El debate sobre el uso de las pantallas está a la orden del día. Aunque en los últimos años el foco se ha puesto en su uso en las aulas y el modelo educativo, se empieza a cuestionar también el impacto de los dispositivos y de las redes sociales fuera del contexto escolar.
Hace unas semanas la presidenta de la Comisión Europea manifestaba la necesidad de poner límites en cuanto al empleo de las redes sociales por parte de los niños y adolescentes. Anunció también que se iba a realizar un estudio a escala europea sobre su impacto en el bienestar emocional en los niños.
Es innegable que la tecnología está cada vez más presente en la rutina de los niños y adolescentes. Por ello, en los últimos años el sector educativo ha empezado a definir el papel que deben desempeñar los colegios en materia de educación digital. Y es que no se puede aislar a los más pequeños del entorno tecnológico que los rodea, pero se debe establecer un control para que hagan un uso responsable del mismo.
Estudios como los recientemente publicados por el National Institute for Health lo dejan claro: el uso excesivo de redes sociales y dispositivos en edades tempranas está asociado a un incremento de síntomas depresivos, ansiedad, insomnio y una baja autoestima.
Esta sobreexposición aumenta el riesgo de que entren en contacto con movimientos de radicalización, teorías conspirativas y con contenido no apropiado para su edad. Además, se enfrentan a otro grave problema: la validación digital. El número de 'me gustas', comentarios o visualizaciones ha empezado a ser un condicionante en la vida de los adolescentes.
Para frenar esta sobreexposición a los dispositivos, desde los centros escolares se han vuelto a priorizar los libros físicos y se han establecido límites en las tareas digitales. No se trata de eliminar la tecnología de las aulas, sino de usarla de una manera pedagógicamente más útil.
De este modo, ofrecer una educación digital de calidad se ha convertido en algo de enorme relevancia. Más allá de enseñar cómo se utilizan los dispositivos, se debe garantizar que los niños y adolescentes tienen el conocimiento y las herramientas para hacer un uso responsable de los mismos, tanto en el ámbito educativo como en su vida personal.
En ello, no solo deben estar implicados los colegios. Las familias tienen un rol muy importante, ya que es en casa donde se suelen producir los mayores abusos de los dispositivos.
En este sentido, nos encontramos a menudo con que las familias se sienten desbordadas o superadas por el ritmo al que evolucionan las tecnologías. En muchos casos, desconocen las dinámicas de las plataformas que utilizan sus hijos.
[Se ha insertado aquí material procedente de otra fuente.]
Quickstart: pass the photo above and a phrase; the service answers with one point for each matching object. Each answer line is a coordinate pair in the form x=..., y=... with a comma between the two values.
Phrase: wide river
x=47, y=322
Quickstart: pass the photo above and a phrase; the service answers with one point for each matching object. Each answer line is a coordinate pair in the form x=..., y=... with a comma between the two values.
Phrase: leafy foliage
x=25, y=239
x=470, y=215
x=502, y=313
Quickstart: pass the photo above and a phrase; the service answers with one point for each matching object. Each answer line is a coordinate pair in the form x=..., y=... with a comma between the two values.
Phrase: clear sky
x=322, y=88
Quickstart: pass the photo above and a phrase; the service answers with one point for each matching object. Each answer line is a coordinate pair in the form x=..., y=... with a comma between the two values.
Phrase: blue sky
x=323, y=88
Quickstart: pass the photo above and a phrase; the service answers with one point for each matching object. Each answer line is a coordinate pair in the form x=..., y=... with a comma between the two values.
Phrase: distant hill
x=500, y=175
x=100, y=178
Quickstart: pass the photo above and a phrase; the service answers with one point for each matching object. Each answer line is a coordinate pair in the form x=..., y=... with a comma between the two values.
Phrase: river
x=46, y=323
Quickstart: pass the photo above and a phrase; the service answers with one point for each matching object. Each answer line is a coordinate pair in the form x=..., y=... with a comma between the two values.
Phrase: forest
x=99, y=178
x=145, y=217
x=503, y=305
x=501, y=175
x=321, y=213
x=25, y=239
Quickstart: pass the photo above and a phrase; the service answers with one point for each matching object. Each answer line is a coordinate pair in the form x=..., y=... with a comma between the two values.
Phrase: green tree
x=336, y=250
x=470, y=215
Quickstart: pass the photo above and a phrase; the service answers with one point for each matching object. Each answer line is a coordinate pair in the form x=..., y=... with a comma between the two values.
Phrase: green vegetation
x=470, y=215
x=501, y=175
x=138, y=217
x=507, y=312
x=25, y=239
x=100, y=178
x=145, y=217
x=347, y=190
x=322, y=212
Esta brecha digital hace que la supervisión o advertencias que puedan hacer los adultos sobre la utilización de los dispositivos no sea eficaz. Por ello, desde muchos colegios se ofrecen programas de formación para familias en salud digital, con el objetivo de reducir esta brecha y, a su vez, poder establecer una coordinación efectiva entre casa-escuela.
El reto de las familias está en saber llegar a entendimientos, acuerdos y establecer límites razonables y consensuados. Así, será mucho más fácil forjar una relación de confianza en la que los jóvenes cumplan lo acordado y tengan la capacidad y el criterio para hacer un buen uso de los dispositivos.
En este sentido, es también muy importante predicar con el ejemplo. Lo que se conoce como higiene digital, es decir, establecer momentos de desconexión y alternativas de ocio no digitales, debe ponerse en práctica por toda la familia.
En definitiva, la solución no está en prohibir, sino en acompañar tanto en las aulas como en el hogar. Enseñar a los más jóvenes a hacer una utilización responsable y consciente de la tecnología será trascendental para su bienestar emocional.
En esta tarea, la coordinación entre todos los agentes implicados (familia, centros escolares e instituciones) será fundamental para garantizar un entorno digital seguro para todos.
*** Ian Piper es director de Hastings School.